Sharp-eyed entrepreneurs, particularly among those who want to influence public opinion, sensed the gravy-train potential and began to apply for charitable status — usually under the pretense of fostering education.
The upshot is that if I give $100 to the Red Maple Foundation (which is a charity publishing the pinkish This Magazine), you’re on the hook for $15 of that amount — regardless of what you think about pinkos or magazines.
Similarly, you and I are both on the hook for a portion of $2.8 million in so-called charitable donations that the Fraser Institute raised in 2010. Its donors too received charitable tax receipts.
I don’t know about you. But I resent having to subsidize an organization that spends much its time fulminating for neo-liberalism.

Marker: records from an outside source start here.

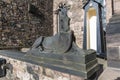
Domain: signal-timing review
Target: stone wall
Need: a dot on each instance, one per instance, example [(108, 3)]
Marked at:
[(19, 27), (108, 10), (26, 71), (76, 15)]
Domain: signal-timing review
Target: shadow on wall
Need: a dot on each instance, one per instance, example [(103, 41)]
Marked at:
[(23, 21)]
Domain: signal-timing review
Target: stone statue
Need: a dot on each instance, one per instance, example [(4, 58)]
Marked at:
[(60, 52), (62, 41)]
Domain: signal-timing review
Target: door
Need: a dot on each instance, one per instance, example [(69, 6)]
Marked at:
[(92, 29)]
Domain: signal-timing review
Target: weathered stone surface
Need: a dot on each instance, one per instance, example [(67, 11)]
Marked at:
[(26, 71), (76, 15), (19, 27)]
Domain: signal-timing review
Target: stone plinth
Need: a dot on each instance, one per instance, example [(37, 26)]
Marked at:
[(26, 71)]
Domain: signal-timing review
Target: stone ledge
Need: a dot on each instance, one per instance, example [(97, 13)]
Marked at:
[(26, 71), (110, 74)]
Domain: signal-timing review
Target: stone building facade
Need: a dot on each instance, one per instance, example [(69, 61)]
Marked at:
[(28, 27), (20, 27), (22, 21)]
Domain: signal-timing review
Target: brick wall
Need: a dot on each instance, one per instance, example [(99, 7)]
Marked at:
[(19, 27)]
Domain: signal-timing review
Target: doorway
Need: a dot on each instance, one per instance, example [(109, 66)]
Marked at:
[(92, 29)]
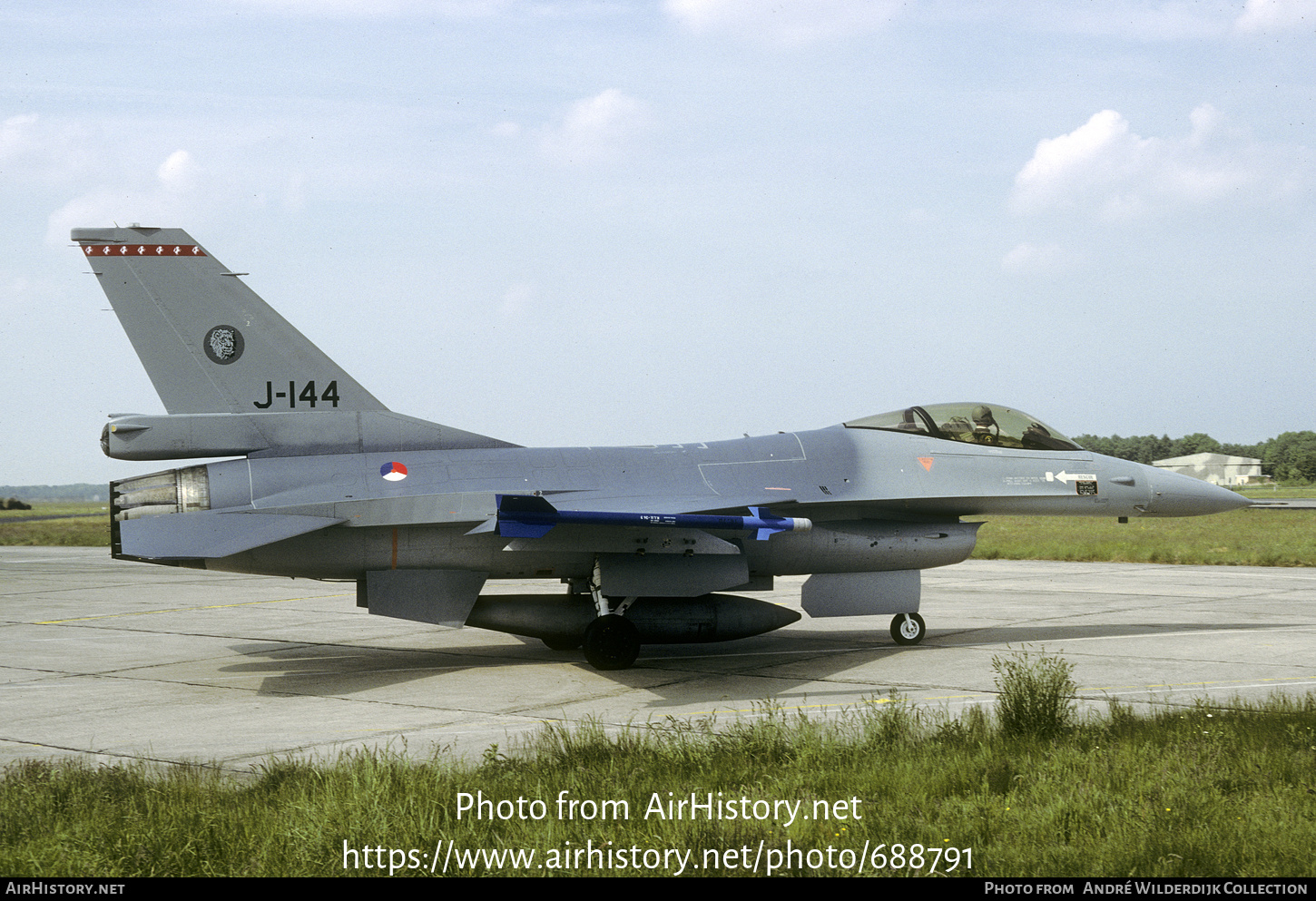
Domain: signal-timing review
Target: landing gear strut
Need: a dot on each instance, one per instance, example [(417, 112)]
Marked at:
[(908, 629), (611, 641)]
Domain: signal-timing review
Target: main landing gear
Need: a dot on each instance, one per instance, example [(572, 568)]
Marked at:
[(611, 641), (908, 629)]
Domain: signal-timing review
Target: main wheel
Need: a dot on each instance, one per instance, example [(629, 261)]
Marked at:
[(611, 642), (908, 629)]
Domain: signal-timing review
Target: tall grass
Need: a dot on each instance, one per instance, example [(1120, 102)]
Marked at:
[(1199, 790)]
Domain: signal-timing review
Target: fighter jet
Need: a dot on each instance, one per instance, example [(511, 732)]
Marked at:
[(330, 485)]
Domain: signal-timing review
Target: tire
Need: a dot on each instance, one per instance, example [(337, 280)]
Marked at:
[(611, 642), (908, 629)]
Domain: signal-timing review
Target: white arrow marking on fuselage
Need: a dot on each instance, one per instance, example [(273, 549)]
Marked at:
[(1069, 476)]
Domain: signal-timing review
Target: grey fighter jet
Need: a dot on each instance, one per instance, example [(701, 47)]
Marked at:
[(330, 485)]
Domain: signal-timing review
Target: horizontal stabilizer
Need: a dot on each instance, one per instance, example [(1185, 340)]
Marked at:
[(195, 535)]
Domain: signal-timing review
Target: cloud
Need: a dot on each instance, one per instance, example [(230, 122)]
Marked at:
[(1277, 16), (1038, 260), (377, 8), (784, 23), (1105, 167), (16, 136), (170, 199), (596, 129)]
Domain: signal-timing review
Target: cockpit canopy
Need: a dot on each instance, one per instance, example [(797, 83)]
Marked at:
[(976, 424)]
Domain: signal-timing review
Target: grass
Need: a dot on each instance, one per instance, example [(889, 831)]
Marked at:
[(1233, 538), (1204, 790), (87, 525)]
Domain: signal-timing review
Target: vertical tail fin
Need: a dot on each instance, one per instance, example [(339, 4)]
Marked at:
[(208, 342)]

For the same reason, I have no interest in helping to fund the Canadian Constitution 2005 Foundation, which agitates against medicare.
And I really find it irritating to have my tax dollars subsidize the Manning Foundation for Democratic Education. It’s a training school for Conservative operatives started by former Reform leader Preston Manning that offers “certified programs in political management” as well as “faith/political interface programs.”
I have the funny feeling that I’m helping to teach young Conservatives how to manipulate robocalls.
That foundation, incidentally, is a subsidiary of the Manning Centre for Building Democracy, an unabashed Conservative front.
Former New Democratic Party leader Ed Broadbent’s new Broadbent Institute hasn’t yet asked for charitable status. When and if it does, I reckon many will resent subsidizing it too.
The Douglas-Coldwell Foundation, another NDP front, already has charitable status. But according to its latest public tax filing, it raises little money and does less.
So what is to be done?
The simplest answer is to scrap charitable tax receipts entirely. Distinguishing between real and bogus charities is an almost impossible task. Even established charities can be controversial.
Some fund medical testing on animals. Others promote birth control.
If real charities like the United Way need public funding, they should apply for grants up front — as does, say, the CBC.
And bogus charities?
Let me put it this way: If you want to finance Preston Manning’s world view, go to it. Just don’t ask me to chip in.